Saint-Imier Congress
| Saint-Imier Congress | |
|---|---|
The congress was held in one of the rooms of that location | |
| Date | 15–16 September 1872 |
| Locations | Saint-Imier, Switzerland |
| Participants | 15 delegates |
| People | Mikhail Bakunin James Guillaume Errico Malatesta Carlo Cafiero Adhémar Schwitzguébel Gustave Lefrançais Rafael Farga i Pellicer |
The Saint-Imier Congress, held from 15 to 16 September 1872 in the eponymous town, was a congress led by the International Workingmen's Association (IWA), better known as the First International. It is one of the foundational events in the history of the labour movement, often considered the birth of the anarchist movement.
Following the International’s founding, numerous factions gathered within it, notably the Bakuninists or anti-authoritarians, comprising anarchists, collectivists, and anti-authoritarian socialists, who constituted the majority of the organisation, and the Marxists and Blanquists, who were allied and controlled the IWA's General Council. While these groups began as allies within the organisation, personal and theoretical conflicts arose between them, crystallised in the growing opposition between Mikhail Bakunin and Karl Marx.

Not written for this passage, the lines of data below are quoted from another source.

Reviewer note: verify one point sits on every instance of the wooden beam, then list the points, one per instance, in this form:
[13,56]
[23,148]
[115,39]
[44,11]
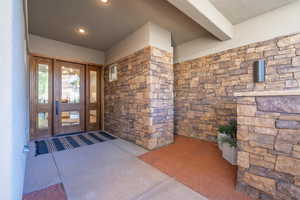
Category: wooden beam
[205,14]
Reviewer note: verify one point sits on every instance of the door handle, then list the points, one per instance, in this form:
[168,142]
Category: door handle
[57,107]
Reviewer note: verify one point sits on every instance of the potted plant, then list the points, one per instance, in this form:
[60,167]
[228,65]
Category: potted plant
[228,142]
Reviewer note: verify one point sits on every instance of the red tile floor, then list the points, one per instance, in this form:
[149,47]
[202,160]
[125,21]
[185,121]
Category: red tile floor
[55,192]
[199,165]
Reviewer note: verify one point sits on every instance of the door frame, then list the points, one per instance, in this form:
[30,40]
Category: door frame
[60,107]
[34,132]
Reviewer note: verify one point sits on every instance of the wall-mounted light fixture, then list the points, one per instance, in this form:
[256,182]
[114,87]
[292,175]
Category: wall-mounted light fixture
[259,71]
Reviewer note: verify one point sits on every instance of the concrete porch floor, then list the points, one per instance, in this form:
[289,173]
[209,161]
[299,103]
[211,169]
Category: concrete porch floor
[110,170]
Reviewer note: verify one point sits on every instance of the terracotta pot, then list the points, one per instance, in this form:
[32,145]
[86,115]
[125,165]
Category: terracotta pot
[229,153]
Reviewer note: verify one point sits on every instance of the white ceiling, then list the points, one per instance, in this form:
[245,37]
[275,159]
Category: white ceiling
[238,11]
[107,25]
[57,19]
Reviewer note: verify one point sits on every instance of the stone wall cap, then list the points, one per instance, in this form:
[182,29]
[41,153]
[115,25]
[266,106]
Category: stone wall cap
[268,93]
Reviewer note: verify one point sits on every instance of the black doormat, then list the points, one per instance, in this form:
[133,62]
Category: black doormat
[70,142]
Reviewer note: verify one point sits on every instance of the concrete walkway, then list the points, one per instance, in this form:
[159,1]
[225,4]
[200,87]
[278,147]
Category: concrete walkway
[108,170]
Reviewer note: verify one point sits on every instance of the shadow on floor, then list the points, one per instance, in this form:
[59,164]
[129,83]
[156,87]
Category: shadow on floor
[55,192]
[199,165]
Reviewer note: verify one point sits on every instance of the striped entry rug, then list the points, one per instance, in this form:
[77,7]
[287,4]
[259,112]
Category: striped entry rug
[70,142]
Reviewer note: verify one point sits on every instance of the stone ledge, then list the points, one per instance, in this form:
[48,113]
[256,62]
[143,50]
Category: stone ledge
[268,93]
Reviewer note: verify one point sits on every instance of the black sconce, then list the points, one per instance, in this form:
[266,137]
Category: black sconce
[259,71]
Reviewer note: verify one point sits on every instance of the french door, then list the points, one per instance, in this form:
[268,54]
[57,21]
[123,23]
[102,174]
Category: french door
[69,113]
[64,97]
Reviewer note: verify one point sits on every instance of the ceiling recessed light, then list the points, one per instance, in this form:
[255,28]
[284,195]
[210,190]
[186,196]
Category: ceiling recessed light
[105,2]
[81,30]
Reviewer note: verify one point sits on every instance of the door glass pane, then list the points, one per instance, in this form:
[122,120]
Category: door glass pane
[43,81]
[70,92]
[93,116]
[71,118]
[42,120]
[93,87]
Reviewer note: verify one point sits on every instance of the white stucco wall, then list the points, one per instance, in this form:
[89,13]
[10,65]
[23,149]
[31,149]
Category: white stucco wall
[282,21]
[149,34]
[57,49]
[14,100]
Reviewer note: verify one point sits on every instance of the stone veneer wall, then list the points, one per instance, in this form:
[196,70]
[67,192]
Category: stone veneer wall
[204,87]
[139,105]
[269,147]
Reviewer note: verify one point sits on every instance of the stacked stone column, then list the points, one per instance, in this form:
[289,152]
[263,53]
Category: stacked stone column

The two increasingly opposed movements were on the verge of rupture at the Hague Congress, where Marx, controlling its management, engineered the expulsion of Bakunin and James Guillaume, one of his Swiss allies.
This decision marked a break between the two movements, and the Bakuninists, caught off guard and pressed for time, decided to organise a counter-congress in Saint-Imier. They were joined by about fifteen delegates and decided to invalidate the decisions taken at The Hague and to refound the International based on statutes ensuring the autonomy and freedom of the federations composing it. The greater part of the International joined this reorganisation, without the Marxists and their Blanquist allies. Historiographically, it is called the Anti-authoritarian International to distinguish it from the unified International that preceded it and the parallel Marxist International.
The Saint-Imier Congress is often considered the or one of the foundations of the anarchist movement and has received various tributes over time, one of the most recent being the organisation of Anarchy 2023, a large-scale anarchist gathering, to celebrate the 150th anniversary of the congress.